The name change, however, was only partially effective, since he couldn’t go to the bank or mail a package at P.O. Plus without discovering someone who had known Harry in his former life. With no warning at all, the dog would pounce ecstatically on a perfect stranger—strange to Michael, at any rate—and this person would invariably exclaim “K-Y!” in a voice that could be heard halfway to Daly City.
Michael and Thack doted on the dog to a degree that was almost embarrassing. Neither one of them had ever planned on owning a poodle—they regarded themselves as golden retriever types—but Harry had banished their prejudices (poodlephobia, to use Thack’s term) on his first visit to the house. For one thing, Charlie had always avoided those stupid poodle haircuts, keeping the dog’s coat raggedly natural. With his round brown face and button nose, Harry seemed more like a living teddy bear than like a classic Fifi dog.
Or so they assured themselves.
They had lived on the hill above the Castro for over two years now. Michael’s decade-long residency at 28 Barbary Lane had come to an end when he and Thack recognized their coupledom and decided to buy a place of their own. Thack, who’d been a preservationist back in Charleston, was far more keen on their home-to-be than Michael, who on first sighting the For Sale sign had regarded the place as a hopeless eyesore.
Faced with green asbestos shingles and walled with concrete block, the house had seemed nothing more than a hideous jumble of boxes, like three tiny houses nailed together at odd angles. Thack, however, had seen something quite different, hurdling the wall in a frenzy of discovery to pry away a couple of loose shingles near the foundation.
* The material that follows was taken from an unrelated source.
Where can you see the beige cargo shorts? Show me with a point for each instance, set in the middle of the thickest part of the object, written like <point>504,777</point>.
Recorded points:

Moments later, flushed with excitement, he had announced his findings: underneath all that eisenhowering lay three original “earthquake shacks,” refugee housing built for the victims of the great disaster of 1906. There had been thousands of them in the parks, he said, all rowed up like barracks; afterward people had hauled them off on drays for use as private homes.
In negotiation with the realtor, of course, they kept quiet about the house’s architectural significance (much in the way the realtor had about the bum plumbing and the army ants bivouacking below the deck). They moved in on Memorial Day, 1986, christening the place with a Chinese meal, a Duraflame log, and impromptu sex in their Jockey shorts.
For the next two years they had set about obliterating the details that offended them most. Much of this was accomplished with white paint and Michael’s creative planting, though Thack made good on his promise to bare the ancient wood in both the kitchen and the bedroom. When, after a season or two of rain, their new cedar shingles took on the obligatory patina of old pewter, the householders glowed with parental appreciation.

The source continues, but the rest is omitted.